I just assumed he meant “no,” but Kroll said, “Um, does that mean yes or no?”
Which, to be honest, was what I was thinking, too. I’ve just fallen out of the habit of asking for a clarification, and just guess instead. I don’t think we ever got an answer that we understood, but in the end it didn’t rain.
6:12pm. It has also been awhile since I spent an entire day at home. My third hen started laying, but the neighbor’s hen has started sitting on my hen’s hex. Which means every morning it’s a race to retrieve my egg before that feathery bandita makes herself comfortable on my breakfast omelette. Ah, the rural life.
If you’ve ever wondered what really happens to the clothes you donate to the Salvation Army, I have the answer: They end up in Africa. When I first arrived I kept wondering why Kenyan men were wearing sweatshirts with sorority letters or slogans like “99% bitch,” or how a three-year-old orphan in a remote village got a shirt that said, “Shedd Aquarium Chicago.” Every open-air market has vendors selling secondhand clothing -- from America. It’s pretty cool being able to find fashions that you recognize-- from 1995. The only bummer is that it’s hard to find women’s pants because most women here wear skirts. So I own a couple pairs of pants that are snug in the hips and a few inches too long.
Today I ran into one of the fundis (literally, a person who makes things; in this case he makes furniture for the girls’ school where I live), a kid of maybe 21. He was wearing a purple t-shirt that said in a font for the blind, “I’M WEARING MY BIRTHDAY SUIT.”
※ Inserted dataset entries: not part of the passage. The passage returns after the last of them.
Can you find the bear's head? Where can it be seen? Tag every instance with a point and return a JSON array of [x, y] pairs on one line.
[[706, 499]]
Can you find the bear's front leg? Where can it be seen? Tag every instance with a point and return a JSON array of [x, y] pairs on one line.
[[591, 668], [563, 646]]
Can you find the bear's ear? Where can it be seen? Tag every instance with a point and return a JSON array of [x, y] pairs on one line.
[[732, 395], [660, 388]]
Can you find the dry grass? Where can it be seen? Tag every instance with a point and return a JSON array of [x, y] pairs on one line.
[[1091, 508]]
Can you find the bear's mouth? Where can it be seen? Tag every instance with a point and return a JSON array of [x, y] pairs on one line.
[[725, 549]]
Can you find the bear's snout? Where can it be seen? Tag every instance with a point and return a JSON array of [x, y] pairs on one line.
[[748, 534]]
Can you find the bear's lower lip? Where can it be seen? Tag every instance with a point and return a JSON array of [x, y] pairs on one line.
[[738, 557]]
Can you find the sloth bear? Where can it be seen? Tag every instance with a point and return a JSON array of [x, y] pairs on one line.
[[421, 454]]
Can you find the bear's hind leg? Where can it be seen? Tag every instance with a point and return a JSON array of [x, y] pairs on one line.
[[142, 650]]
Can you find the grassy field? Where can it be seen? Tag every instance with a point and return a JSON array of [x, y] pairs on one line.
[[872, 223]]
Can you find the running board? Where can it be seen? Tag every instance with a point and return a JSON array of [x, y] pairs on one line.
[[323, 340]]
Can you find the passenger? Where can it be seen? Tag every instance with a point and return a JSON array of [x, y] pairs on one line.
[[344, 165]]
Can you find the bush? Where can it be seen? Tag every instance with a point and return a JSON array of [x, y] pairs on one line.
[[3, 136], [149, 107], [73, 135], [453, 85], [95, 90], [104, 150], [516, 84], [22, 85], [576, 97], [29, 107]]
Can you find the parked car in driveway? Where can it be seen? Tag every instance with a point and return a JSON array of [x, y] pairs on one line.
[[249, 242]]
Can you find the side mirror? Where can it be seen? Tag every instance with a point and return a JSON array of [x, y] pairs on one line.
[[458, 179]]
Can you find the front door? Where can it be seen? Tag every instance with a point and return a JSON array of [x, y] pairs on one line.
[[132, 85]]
“Ah, nice shirt,” I said. He nodded with his ubiquitous grin.
“You know what a birthday suit is?” I asked.
He nodded, still grinning. Which in Kenya doesn’t mean “yes,” but rather, “I don’t understand your weird accent but I’m going to pretend I know what you’re talking about.”
My guess is that this shy kid who makes desks for high school girls doesn’t know what a birthday suit is. But I could be wrong.